Dilimiz işgal altında. Topraklarımız, limanlarımız, madenlerimiz, fabrikalarımız, işletmelerimiz, ormanlarımız satılıyor. En büyük tehlike demografik yapı değişiyor. Sınırlarımız kalbura döndü. Canı isteyen elini kolunu sallaya sallaya geliyor. Dilimizi bile öğrenmeden, kültürel uyum sağlayıp, sağlayamayacağına bakılmadan vatandaş yapılıyor. Üç kuruş için, Avrupa’nın sadece çöp deposu değil, oralara sığınmak isteyen niteliksiz (niteliklilerini seçip alıyorlar) insanların da deposu olduk. Seçimlerde oy kullanarak daha şimdiden ülkemizin geleceğini belirliyorlar. Bu politikalar sürerse, 2050 yılına gelindiğinde, ortada Türk ulusunun yerli bireylerinin sayısı, mülteci, sığınmacı gibi yabancı bireylerin sayısının altına düşecek. Bin yıllardır bu toprakların gerçek sahipleri azınlık konumunda olacak. “Milliyetçilerimizden” ses yok. Sosyal demokrat olduğunu söyleyenler ürkek ve çekingen. Sosyalistlerimiz hiç duymuyor, görmüyor. İnsan merak ediyor; milliyetçi, ulusalcı, yurtsever olup maddi ve manevi değerlerine sahip çıkmamanın temelleri nerelere dayanıyor? Söylemde aşırı hassasiyet gösterenlerin, gerçekte yaşananlara bu derece duyarsız oluşunu anlamakta zorlanıyorum. Burada öncelikli olarak var olan ve “milliyetçi” olduğunu iddia eden partilerin fikri temellerini siyasi partilere taşıyan üç isimden çok kısaca söz edeceğim.

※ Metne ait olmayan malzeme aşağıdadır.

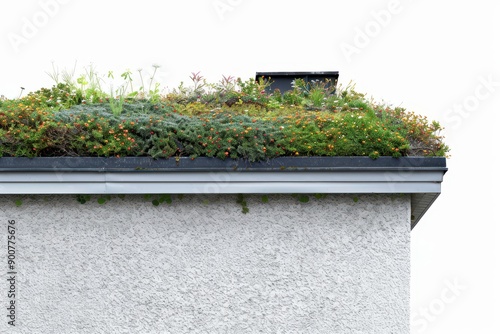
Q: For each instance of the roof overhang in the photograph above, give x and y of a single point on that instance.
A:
(419, 176)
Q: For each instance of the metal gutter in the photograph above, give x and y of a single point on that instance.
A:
(419, 176)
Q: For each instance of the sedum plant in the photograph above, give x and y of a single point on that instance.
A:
(228, 119)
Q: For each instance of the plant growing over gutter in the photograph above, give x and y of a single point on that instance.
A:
(229, 119)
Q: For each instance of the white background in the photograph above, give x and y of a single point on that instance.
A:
(437, 58)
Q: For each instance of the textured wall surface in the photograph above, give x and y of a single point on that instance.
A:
(198, 265)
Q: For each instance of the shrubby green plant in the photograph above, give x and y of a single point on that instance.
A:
(228, 119)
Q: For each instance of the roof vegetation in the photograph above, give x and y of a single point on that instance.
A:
(231, 118)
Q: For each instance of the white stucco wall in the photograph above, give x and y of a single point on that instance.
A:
(199, 265)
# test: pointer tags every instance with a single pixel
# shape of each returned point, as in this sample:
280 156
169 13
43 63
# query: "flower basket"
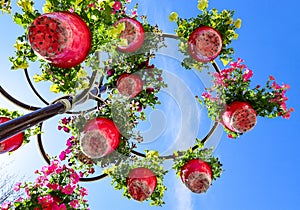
16 141
197 168
140 179
206 36
94 25
233 102
56 187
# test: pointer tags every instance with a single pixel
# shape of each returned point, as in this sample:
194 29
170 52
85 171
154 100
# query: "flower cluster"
151 161
199 152
233 84
56 187
100 17
5 6
15 114
222 21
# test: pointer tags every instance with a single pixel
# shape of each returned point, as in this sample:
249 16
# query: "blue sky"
261 167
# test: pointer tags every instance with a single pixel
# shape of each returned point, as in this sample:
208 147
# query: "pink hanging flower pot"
13 143
205 44
141 183
239 117
62 38
196 174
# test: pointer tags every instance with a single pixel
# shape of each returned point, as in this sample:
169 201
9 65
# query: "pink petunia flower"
74 176
271 77
46 199
62 206
247 75
74 204
68 189
83 192
62 155
117 6
54 186
5 205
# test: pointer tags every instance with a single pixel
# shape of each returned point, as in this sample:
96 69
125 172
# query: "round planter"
62 38
204 44
141 183
100 137
196 174
239 117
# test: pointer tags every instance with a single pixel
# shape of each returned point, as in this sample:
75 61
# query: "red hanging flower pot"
100 138
196 174
141 183
204 44
13 143
129 85
61 38
239 117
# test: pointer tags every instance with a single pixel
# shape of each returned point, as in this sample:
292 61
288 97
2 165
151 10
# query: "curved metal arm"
20 124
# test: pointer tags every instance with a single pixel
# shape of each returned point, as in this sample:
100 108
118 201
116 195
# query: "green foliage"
5 6
198 153
15 114
222 21
100 19
153 162
234 84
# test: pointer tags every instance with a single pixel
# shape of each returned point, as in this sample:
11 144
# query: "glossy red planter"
134 34
196 174
141 183
62 38
239 117
129 85
204 44
100 137
13 143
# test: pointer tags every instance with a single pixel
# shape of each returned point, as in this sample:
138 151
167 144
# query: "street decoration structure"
71 39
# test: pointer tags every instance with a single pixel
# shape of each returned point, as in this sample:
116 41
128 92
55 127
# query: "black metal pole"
20 124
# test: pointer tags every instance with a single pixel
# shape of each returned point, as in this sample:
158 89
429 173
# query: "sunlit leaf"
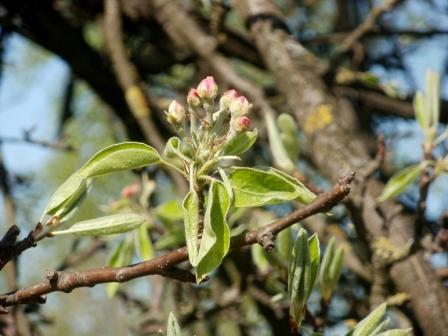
170 211
215 240
173 328
330 269
419 109
68 196
302 272
259 258
278 151
396 332
143 243
255 187
241 143
190 208
118 157
112 224
369 324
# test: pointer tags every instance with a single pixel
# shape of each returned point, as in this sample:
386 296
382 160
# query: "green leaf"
172 147
302 273
314 250
121 255
143 243
173 328
118 157
368 325
400 182
259 258
68 197
396 332
241 143
215 240
170 211
278 151
305 196
285 243
419 109
330 269
190 208
255 187
113 224
171 239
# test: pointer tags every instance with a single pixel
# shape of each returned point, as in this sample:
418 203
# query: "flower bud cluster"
204 130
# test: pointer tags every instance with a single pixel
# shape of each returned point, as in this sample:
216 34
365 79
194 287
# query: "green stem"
168 164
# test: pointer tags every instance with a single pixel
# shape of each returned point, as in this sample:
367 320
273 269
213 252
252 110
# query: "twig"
426 178
366 26
163 265
128 78
28 140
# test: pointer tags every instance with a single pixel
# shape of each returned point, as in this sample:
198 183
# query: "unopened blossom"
207 88
227 98
242 124
240 106
176 113
193 98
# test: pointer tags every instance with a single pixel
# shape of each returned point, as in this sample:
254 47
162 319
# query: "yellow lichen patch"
137 102
319 118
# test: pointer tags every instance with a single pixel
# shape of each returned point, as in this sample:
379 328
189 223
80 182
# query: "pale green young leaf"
112 224
314 252
299 276
256 187
285 243
304 195
118 157
433 93
368 325
143 244
259 258
241 143
215 240
68 196
330 269
173 328
400 182
227 184
396 332
170 211
278 151
419 109
172 147
289 134
190 209
121 255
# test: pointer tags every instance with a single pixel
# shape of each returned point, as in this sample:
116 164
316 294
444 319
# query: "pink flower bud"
207 88
240 106
176 113
227 98
242 124
130 190
193 98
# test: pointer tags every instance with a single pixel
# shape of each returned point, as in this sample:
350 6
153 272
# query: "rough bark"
337 147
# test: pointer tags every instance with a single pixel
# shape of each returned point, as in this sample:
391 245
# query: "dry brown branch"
128 78
369 24
165 264
335 146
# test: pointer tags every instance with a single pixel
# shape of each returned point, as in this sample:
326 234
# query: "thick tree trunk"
337 147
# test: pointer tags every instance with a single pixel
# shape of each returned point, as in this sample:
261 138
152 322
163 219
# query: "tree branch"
164 265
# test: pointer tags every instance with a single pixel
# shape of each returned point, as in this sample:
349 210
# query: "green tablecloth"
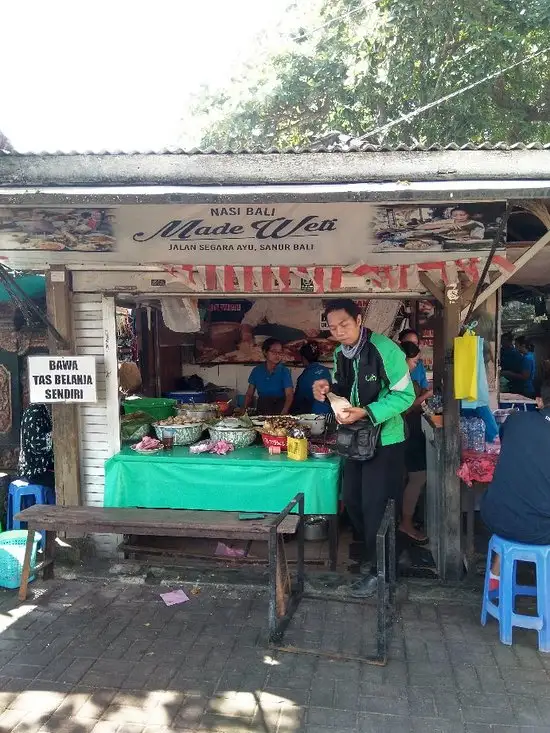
247 480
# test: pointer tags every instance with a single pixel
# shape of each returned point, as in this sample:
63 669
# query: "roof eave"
275 169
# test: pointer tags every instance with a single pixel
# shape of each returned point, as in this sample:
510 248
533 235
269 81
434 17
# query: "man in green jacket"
371 371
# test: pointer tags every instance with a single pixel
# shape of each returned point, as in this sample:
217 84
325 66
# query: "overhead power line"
405 117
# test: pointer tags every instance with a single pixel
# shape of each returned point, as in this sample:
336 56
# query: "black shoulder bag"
358 441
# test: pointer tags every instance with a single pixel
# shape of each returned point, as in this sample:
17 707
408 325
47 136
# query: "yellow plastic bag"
465 366
297 449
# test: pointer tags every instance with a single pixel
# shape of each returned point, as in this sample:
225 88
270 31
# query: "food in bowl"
240 437
182 419
320 451
148 445
279 426
183 434
315 423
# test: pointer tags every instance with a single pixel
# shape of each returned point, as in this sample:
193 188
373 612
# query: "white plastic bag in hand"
339 405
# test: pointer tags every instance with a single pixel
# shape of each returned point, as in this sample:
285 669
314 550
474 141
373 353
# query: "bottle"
477 435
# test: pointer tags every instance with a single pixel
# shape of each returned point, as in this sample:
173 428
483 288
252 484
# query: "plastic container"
464 433
477 434
158 407
186 397
12 555
183 434
240 437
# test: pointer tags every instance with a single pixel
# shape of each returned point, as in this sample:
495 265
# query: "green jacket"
378 381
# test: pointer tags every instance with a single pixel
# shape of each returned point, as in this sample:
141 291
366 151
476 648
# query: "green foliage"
370 62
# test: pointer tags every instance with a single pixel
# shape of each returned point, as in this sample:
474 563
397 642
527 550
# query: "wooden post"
66 444
451 516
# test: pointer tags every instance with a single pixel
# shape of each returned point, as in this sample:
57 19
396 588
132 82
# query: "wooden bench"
283 596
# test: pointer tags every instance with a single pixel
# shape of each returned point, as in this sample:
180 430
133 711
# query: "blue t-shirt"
418 375
304 402
517 503
271 384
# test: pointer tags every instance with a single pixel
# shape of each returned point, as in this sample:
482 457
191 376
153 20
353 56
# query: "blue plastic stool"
510 553
18 492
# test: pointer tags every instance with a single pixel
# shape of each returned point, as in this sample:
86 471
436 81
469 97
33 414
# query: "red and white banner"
362 277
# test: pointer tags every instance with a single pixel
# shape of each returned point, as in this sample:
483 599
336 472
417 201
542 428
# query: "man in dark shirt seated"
516 506
515 367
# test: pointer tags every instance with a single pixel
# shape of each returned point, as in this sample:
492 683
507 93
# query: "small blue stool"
19 494
510 553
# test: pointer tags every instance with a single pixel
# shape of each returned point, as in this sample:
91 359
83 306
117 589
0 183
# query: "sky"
115 74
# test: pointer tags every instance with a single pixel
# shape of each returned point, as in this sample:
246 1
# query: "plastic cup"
168 438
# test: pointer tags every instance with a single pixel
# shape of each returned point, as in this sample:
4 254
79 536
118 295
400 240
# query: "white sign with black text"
63 379
245 234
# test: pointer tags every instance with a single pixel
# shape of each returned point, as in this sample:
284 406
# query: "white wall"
95 334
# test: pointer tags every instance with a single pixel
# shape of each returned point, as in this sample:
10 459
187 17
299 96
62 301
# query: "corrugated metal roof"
328 144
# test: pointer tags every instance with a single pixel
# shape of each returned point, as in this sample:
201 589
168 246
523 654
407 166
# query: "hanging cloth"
482 384
466 349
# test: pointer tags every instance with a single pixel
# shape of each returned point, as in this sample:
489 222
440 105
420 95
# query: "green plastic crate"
158 407
12 554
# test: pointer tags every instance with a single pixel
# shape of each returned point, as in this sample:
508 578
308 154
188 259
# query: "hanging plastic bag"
465 366
181 314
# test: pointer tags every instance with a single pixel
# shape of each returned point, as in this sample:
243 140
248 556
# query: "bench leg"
26 565
49 555
284 588
333 541
272 553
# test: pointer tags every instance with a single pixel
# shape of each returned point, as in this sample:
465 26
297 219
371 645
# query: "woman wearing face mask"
415 453
304 401
371 372
272 381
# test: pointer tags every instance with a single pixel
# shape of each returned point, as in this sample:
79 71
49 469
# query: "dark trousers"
367 486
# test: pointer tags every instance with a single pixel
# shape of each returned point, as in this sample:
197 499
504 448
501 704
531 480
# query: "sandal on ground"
422 540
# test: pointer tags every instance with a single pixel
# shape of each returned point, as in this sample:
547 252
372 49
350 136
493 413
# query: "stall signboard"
62 379
233 331
246 234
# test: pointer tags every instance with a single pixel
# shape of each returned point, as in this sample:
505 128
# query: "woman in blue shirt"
304 401
272 381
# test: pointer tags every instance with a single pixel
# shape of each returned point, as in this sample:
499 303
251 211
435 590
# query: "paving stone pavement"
108 657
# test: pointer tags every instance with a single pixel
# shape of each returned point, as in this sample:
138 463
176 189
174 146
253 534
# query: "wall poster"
233 331
57 230
457 228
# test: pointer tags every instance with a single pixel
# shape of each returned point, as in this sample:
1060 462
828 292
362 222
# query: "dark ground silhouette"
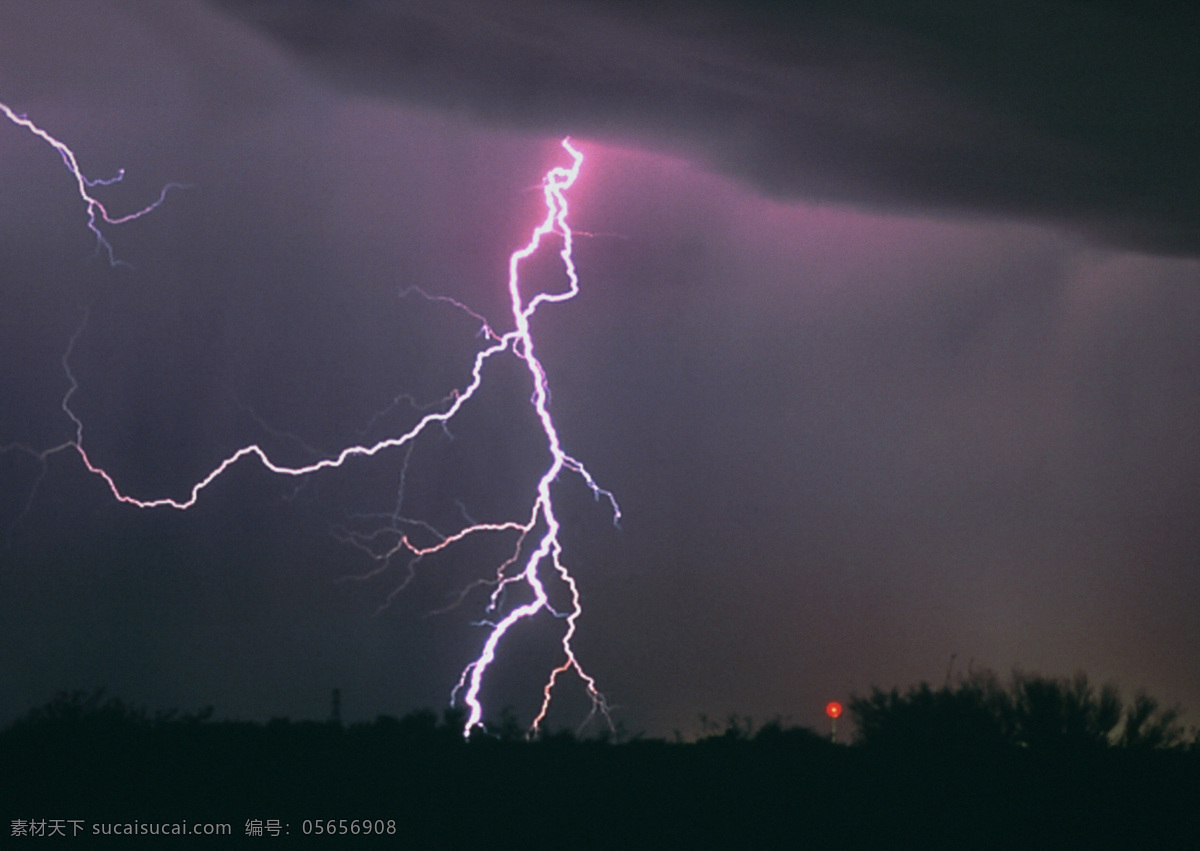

     Tarihimizde milliyetçilerimizin fikir babaları her ne kadar İsmail Gaspıralı, Genç Osmanlılar (Namık Kemal, Ali Suavi, Ziya Paşa, Mithat Paşa) Ziya gökalp, Yusuf Akçura gibi isimlere dayansa da günümüzdeki milliyetçi-İslâmcı partilerin esinlendiği üç temel isim vardır. Hüseyin Nihal Atsız, Alparslan Türkeş ve Necip Fazıl Kısakürek. Bu üç isim yakın tarihimizde üzün süre birlikteydiler. Sonraları karşı karşıya gelmiş ve özellikle Türkeş ve Atsız arasında amansız çatışmalar sonunda ayrışmalar oldu. Bu üç ismin fikir dünyaları inişli çıkışlıdır. Her üç isim de sert mizaçlıdır. Her üç isim de güçlü kalemlerdir. Ancak her üçü de Kemalizm’i zaman zaman benimseyen, zaman zaman yeren, bir anlayış geliştirdiler.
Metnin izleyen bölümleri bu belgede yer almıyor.